Although the US government has eased sanctions this year to allow US companies to invest, it has maintained an import ban. It also expanded the blacklist to include individuals “who undermine or obstruct the political reform process or the peace process with ethnic minorities. “They will do a comprehensive due diligence on your company, how you conduct your business, your background, everything – because US companies are very concerned that they will get into trouble here,” said Moe Myint, chief executive of MPRL E&P petroleum exploration and services firm.
Moe Myint, a former employee of Myanmar Airways who was the personal pilot of former strongman Ne Win, is not on the US list.
He left the airline to set up a food catering service for foreign oil rigs in the early 1990s that has made him a rare success story. “I had friends within the system but I never used my friends, or their authority, because I didn't need them,” Moe Myint said.
Most of Myanmar’s successful tycoons cannot make the same claim.
Zaw Zaw started his career as a merchant marine working in Thailand, Malaysia, Singapore before ending up in Japan, where he began exporting second-hand cars to Myanmar.
He moved into exporting second-hand heavy machinery, eventually setting up a construction firm specialising in building roads and dams for the junta that ruled during 1988-2010.
“I don’t deny I had connections with the previous government, because our business is making roads and dams, but after that I created jobs and paid taxes, so what is wrong?” he said. What was wrong, for the US and EU governments, was that he and other politically connected businessmen were helping to sustain a regime accused of human rights abuses and blocking democracy.
Cut off from international aid and finance, the junta depended on crony businessmen, some of them with alleged links to trade in drugs and illegal arms. The firms built infrastructure projects and were rewarded with lucrative timber and mineral concessions or exclusive business licences.
President Thein Sein, who took office in March 2011, has been pushing reforms to open the country up to more foreign investment and international aid.
“Now we are trying to unwind that system, and get back to a legitimate way of doing business, but it is going to take time,” said Moe Myint.

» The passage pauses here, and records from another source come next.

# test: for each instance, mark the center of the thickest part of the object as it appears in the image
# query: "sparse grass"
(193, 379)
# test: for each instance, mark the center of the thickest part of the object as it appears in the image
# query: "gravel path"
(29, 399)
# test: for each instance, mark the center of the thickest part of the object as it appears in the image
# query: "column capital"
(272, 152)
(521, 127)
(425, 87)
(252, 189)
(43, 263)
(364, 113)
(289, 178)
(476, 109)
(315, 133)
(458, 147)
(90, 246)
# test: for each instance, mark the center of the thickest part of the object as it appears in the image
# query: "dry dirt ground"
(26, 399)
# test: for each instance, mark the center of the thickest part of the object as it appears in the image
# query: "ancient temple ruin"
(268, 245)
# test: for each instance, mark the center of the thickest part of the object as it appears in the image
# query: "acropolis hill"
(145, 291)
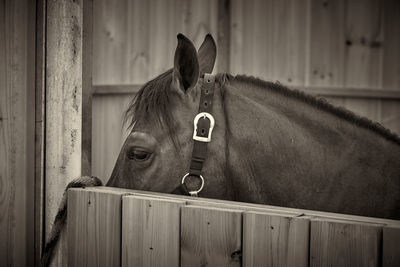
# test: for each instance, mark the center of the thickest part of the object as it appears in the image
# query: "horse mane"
(319, 103)
(154, 98)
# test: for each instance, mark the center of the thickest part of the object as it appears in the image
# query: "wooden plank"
(94, 228)
(210, 236)
(275, 240)
(390, 115)
(150, 231)
(226, 204)
(116, 89)
(390, 247)
(391, 53)
(364, 38)
(352, 92)
(40, 105)
(338, 243)
(268, 39)
(17, 129)
(327, 43)
(109, 133)
(63, 106)
(109, 42)
(223, 36)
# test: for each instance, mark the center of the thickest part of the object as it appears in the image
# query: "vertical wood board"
(16, 133)
(327, 43)
(209, 236)
(268, 39)
(150, 231)
(94, 228)
(109, 133)
(343, 243)
(63, 153)
(391, 44)
(271, 240)
(363, 38)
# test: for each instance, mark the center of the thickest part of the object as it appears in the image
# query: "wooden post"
(66, 64)
(17, 37)
(390, 247)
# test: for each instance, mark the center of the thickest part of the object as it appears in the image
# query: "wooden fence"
(119, 227)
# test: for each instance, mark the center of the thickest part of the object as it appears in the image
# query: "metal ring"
(201, 187)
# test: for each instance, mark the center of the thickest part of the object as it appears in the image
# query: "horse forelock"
(153, 98)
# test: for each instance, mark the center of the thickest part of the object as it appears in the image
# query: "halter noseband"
(203, 125)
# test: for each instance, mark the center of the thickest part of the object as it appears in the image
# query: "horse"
(244, 139)
(270, 144)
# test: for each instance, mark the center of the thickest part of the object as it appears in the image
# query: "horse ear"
(207, 54)
(186, 64)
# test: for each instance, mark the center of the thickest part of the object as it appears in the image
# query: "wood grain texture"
(273, 210)
(87, 53)
(268, 39)
(94, 228)
(63, 106)
(390, 115)
(343, 243)
(40, 106)
(109, 133)
(209, 236)
(390, 247)
(327, 43)
(391, 50)
(150, 231)
(363, 37)
(271, 240)
(16, 133)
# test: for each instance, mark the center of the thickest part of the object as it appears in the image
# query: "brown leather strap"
(204, 123)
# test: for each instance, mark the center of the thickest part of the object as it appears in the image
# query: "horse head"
(157, 152)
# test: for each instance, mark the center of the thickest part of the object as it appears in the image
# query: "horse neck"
(277, 143)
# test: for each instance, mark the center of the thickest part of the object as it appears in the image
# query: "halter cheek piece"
(203, 125)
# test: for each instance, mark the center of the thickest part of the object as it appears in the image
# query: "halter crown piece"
(203, 126)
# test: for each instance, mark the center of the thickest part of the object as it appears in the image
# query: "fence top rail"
(243, 206)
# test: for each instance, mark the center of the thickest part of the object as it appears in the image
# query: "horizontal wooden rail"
(119, 227)
(317, 91)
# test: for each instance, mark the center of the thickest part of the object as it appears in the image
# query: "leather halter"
(203, 125)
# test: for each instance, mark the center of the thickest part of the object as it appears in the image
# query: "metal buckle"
(212, 123)
(194, 193)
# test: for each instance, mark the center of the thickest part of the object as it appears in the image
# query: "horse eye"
(138, 155)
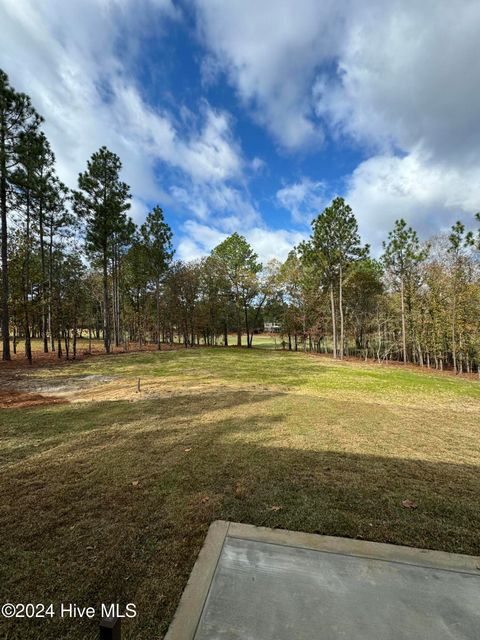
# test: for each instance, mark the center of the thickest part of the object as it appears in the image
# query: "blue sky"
(239, 115)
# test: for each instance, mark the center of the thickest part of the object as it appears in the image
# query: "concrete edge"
(190, 608)
(360, 548)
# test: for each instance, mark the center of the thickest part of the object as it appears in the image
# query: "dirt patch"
(22, 399)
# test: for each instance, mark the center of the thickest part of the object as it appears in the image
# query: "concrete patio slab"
(253, 583)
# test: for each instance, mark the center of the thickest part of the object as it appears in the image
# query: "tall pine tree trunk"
(334, 321)
(106, 305)
(404, 332)
(26, 284)
(3, 212)
(50, 289)
(157, 293)
(340, 306)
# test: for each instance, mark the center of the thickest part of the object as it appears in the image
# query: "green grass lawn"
(108, 498)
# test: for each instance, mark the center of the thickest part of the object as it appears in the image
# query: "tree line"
(75, 266)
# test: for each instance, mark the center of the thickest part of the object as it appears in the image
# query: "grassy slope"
(110, 500)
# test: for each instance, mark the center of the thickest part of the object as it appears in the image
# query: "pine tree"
(156, 238)
(17, 118)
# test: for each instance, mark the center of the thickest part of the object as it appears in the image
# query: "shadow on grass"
(124, 520)
(34, 430)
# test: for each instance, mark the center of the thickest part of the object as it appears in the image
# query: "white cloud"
(270, 51)
(399, 79)
(304, 199)
(65, 56)
(199, 239)
(207, 201)
(430, 197)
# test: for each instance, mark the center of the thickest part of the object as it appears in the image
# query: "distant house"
(271, 327)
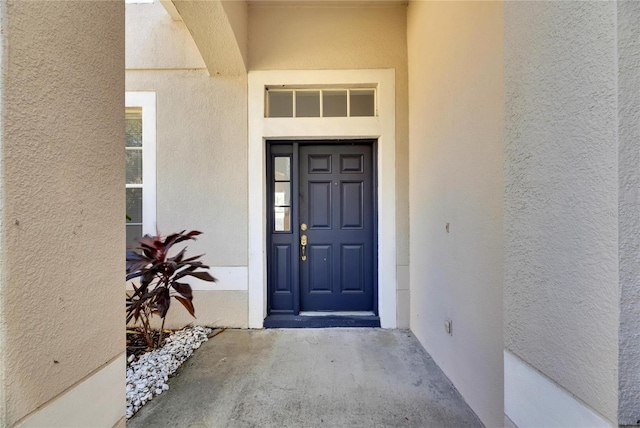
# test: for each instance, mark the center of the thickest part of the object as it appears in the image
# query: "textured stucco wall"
(629, 209)
(201, 159)
(201, 150)
(561, 195)
(311, 37)
(63, 204)
(155, 41)
(456, 135)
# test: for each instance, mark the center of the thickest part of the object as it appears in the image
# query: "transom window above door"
(325, 102)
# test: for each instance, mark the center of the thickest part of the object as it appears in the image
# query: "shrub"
(160, 277)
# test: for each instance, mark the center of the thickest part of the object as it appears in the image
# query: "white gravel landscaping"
(147, 375)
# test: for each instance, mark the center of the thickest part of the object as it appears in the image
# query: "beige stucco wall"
(155, 41)
(329, 37)
(629, 209)
(63, 205)
(201, 150)
(561, 195)
(456, 117)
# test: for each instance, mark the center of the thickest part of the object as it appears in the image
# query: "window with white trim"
(315, 102)
(140, 152)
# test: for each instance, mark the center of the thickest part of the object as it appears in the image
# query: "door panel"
(336, 202)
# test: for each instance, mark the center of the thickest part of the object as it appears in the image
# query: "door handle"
(303, 244)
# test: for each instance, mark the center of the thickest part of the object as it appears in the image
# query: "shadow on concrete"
(309, 378)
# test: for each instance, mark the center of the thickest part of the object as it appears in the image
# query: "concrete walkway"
(309, 378)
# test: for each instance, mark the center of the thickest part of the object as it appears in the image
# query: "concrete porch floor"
(309, 378)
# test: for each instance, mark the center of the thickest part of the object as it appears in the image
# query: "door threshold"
(323, 320)
(337, 314)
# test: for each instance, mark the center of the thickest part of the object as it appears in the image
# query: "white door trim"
(381, 127)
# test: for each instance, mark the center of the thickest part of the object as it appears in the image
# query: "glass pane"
(134, 205)
(307, 103)
(282, 194)
(362, 102)
(282, 216)
(133, 127)
(133, 231)
(282, 168)
(334, 103)
(134, 166)
(280, 103)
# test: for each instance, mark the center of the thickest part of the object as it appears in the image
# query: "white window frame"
(147, 101)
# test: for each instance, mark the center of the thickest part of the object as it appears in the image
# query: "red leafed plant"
(159, 279)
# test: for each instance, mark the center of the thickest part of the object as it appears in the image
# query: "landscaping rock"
(147, 376)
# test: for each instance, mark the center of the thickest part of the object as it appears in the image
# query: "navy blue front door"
(336, 221)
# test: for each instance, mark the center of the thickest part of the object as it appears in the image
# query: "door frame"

“This was something built up over a period of 22 years, so you can’t just turn to one of those cronies and say stop doing business.” The parliament approved a new foreign investment law on Friday that awaits the president’s signature.
“With joint venture partners desperate to team up with local knowledge, I think the cronies will have their time in the sun in the immediate and medium term, but in the longer term the reforms will undermine their position.” said Sean Turnell, economics professor atAustralia’s Macquarie University. “I can see a situation where their influence gradually erodes and some will rise and some will fall.”